Crazy Guy On The Airplane

A line of 100 airline passengers is waiting to board a plane. they each hold a ticket to one of the 100 seats on that flight. (for convenience, let's say that the nth passenger in line has a ticket for the seat number n.)

Unfortunately, the first person in line is crazy, and will ignore the seat number on their ticket, picking a random seat to occupy. all of the other passengers are quite normal, and will go to their proper seat unless it is already occupied. if it is occupied, they will then find a free seat to sit in, at random.

What is the probability that the last (100th) person to board the plane will sit in their proper seat (#100)?

Solution

The first guy might chose his own seat (1/100) or the 100th person's seat (1/100).
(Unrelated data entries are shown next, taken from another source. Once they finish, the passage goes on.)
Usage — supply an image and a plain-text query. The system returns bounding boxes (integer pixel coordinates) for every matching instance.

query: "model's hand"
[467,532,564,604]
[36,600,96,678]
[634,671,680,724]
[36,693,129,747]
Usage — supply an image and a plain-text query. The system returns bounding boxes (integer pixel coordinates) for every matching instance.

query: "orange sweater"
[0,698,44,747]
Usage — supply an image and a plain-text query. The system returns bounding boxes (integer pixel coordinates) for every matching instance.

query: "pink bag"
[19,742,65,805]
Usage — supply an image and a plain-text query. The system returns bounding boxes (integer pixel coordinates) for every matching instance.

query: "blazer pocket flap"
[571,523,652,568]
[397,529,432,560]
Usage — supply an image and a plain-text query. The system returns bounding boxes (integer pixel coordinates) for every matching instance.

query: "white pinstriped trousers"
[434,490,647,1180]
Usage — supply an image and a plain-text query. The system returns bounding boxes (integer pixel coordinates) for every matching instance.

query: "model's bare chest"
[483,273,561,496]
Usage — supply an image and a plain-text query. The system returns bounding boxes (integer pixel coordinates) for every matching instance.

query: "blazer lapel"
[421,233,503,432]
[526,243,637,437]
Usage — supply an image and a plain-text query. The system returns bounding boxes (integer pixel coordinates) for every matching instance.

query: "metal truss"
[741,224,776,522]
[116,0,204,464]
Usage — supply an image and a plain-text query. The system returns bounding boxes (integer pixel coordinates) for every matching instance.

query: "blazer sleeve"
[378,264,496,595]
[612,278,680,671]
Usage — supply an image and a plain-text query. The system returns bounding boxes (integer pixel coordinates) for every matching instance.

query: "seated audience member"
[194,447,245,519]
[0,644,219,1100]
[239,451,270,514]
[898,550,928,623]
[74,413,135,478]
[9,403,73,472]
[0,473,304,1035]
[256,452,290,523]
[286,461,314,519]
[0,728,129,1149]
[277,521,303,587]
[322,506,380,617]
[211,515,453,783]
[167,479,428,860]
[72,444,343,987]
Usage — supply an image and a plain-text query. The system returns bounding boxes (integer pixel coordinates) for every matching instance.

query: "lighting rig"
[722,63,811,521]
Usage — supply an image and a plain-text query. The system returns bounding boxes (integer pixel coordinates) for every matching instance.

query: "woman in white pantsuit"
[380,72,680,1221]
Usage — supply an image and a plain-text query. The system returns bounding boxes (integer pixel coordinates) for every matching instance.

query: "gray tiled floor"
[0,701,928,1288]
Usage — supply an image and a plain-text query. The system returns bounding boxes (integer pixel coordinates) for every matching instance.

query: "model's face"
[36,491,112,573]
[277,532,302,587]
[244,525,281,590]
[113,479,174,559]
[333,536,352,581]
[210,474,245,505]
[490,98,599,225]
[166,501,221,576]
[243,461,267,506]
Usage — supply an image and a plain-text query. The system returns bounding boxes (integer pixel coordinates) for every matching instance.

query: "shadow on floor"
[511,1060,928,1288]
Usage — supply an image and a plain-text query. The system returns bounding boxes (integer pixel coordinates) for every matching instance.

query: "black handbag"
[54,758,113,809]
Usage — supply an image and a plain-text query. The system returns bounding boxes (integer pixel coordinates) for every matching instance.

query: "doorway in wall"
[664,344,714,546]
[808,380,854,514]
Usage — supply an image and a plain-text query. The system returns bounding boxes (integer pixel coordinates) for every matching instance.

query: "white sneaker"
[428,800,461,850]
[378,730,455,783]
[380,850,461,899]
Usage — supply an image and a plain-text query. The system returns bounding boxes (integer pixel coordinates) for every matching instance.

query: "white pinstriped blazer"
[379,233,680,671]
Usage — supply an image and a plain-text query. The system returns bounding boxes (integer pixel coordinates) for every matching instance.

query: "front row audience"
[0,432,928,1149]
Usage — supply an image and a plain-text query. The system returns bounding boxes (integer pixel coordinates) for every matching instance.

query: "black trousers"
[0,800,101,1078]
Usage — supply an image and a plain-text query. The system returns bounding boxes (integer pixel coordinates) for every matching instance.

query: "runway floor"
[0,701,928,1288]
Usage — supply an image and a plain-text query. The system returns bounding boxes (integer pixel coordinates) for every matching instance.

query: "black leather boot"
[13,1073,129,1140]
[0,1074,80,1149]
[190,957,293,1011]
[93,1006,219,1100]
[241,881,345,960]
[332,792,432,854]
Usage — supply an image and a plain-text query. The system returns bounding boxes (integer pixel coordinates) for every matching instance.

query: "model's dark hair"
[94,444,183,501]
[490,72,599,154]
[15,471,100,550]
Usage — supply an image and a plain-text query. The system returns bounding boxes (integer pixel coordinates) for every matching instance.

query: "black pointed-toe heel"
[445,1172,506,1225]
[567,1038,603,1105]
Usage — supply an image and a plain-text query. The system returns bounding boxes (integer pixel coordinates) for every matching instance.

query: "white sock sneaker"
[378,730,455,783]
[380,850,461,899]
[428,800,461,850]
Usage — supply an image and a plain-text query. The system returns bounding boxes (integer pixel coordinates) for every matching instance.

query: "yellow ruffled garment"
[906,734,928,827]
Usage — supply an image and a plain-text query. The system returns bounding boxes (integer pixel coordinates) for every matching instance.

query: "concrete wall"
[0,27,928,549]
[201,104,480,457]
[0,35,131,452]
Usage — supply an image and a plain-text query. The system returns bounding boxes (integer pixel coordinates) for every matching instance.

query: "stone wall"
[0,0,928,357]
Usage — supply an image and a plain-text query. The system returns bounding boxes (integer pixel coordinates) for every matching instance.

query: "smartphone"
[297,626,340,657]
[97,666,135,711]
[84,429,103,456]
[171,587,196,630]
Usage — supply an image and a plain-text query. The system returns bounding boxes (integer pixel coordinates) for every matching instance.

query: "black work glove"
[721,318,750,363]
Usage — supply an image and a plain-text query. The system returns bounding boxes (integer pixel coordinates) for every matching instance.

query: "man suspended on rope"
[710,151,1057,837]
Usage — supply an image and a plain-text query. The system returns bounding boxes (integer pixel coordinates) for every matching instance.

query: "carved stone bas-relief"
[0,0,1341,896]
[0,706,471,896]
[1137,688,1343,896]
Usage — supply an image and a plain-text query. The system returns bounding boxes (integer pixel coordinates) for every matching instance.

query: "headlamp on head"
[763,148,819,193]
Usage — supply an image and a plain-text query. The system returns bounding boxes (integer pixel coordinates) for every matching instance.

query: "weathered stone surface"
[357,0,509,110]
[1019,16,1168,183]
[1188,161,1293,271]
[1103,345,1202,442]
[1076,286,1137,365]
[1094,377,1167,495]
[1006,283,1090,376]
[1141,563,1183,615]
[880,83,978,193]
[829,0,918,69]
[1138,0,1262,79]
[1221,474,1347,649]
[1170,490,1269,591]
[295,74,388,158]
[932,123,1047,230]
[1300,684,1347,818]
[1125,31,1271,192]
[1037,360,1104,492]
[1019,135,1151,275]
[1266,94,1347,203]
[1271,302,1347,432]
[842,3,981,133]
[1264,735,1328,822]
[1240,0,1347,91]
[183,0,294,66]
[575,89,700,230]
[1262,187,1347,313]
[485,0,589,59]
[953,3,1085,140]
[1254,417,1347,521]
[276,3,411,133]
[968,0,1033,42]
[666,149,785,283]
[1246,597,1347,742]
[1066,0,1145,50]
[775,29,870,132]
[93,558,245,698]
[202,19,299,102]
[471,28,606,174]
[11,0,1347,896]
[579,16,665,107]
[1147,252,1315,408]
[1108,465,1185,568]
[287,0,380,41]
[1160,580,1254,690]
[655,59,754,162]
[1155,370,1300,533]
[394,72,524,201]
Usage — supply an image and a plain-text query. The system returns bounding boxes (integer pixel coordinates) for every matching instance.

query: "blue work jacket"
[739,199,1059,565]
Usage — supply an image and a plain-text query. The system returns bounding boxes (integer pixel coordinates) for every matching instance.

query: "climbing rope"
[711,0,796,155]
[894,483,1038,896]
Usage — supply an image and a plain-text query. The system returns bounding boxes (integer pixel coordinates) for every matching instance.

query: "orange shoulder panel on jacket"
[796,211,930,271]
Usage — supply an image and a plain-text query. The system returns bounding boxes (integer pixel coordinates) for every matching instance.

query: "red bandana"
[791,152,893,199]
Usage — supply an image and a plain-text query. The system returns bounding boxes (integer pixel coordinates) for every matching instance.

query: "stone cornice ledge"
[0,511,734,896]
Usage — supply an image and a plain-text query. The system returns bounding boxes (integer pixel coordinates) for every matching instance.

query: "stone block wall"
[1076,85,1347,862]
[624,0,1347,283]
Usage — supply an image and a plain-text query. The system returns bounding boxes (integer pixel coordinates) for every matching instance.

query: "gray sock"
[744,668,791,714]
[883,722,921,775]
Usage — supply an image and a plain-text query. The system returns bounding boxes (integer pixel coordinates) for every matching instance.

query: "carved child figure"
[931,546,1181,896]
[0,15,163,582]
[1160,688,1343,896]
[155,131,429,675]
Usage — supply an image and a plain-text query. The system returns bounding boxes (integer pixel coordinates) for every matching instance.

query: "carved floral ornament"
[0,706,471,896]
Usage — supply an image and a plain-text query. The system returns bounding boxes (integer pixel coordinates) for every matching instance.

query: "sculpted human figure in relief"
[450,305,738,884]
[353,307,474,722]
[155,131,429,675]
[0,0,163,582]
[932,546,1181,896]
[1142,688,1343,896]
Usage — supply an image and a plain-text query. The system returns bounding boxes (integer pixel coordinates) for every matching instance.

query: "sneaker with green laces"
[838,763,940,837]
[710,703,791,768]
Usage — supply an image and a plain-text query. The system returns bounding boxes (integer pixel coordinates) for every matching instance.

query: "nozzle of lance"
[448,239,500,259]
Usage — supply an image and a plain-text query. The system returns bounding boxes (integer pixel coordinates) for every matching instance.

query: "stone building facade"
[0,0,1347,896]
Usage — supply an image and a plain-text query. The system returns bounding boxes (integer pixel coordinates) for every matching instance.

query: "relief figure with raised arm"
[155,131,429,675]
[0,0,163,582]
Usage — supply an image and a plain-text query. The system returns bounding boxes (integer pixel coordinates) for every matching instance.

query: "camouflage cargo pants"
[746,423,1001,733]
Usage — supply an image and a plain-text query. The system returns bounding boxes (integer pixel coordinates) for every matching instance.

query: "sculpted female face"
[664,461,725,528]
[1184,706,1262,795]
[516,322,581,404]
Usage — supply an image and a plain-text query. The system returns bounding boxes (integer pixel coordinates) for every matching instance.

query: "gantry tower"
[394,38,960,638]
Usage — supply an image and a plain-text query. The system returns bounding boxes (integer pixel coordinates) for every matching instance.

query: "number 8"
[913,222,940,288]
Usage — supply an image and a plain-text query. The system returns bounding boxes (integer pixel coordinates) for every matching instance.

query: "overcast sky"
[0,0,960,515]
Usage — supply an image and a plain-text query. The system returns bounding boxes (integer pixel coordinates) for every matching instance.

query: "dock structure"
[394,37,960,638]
These cases have equal probability, and whatever happens the rest of the way won't matter.

The interesting cases are when he picks some seat that's neither his own or #100. Now, when the next guy comes in, he'll pick either his unoccupied seat or a random seat. What he does depends on the first guy, but after he's done we have the same problem from the start minus 1 person. To spell it out, if his seat is unoccupied, he takes it, and the crazy guy is still occupying someone else's seat. Effectively now we're down to 99 seats since 1 seat has been properly taken. The other case is if his seat is occupied, and he'll pick the crazy guy's seat (1/99) or the #100's seat (1/99) with equal probability, the uninteresting cases. The rest of the time, he picks some other seat. Notice that this again reduces the size of the problem by 1--there's only one wrongly occupied seat.

There's always a maximum of 1 wrongly occupied seat, so the problem is recursive (in a backward sense). The base case is 2, and the probability is 1/2 either way and thus there's a 1/2 chance for the last guy to take his own seat.

Graphically, the "search path" is:

{1/100 or 1/100} or {
{1/99 or 1/99} or {
{1/98 or 1/98} or {
...
}}}

I suppose it's much clearer this way. Just keep in mind the statement before "or" happens P=2/100 of the time and P=98/100 for the statement after "or", not that it matters in this problem.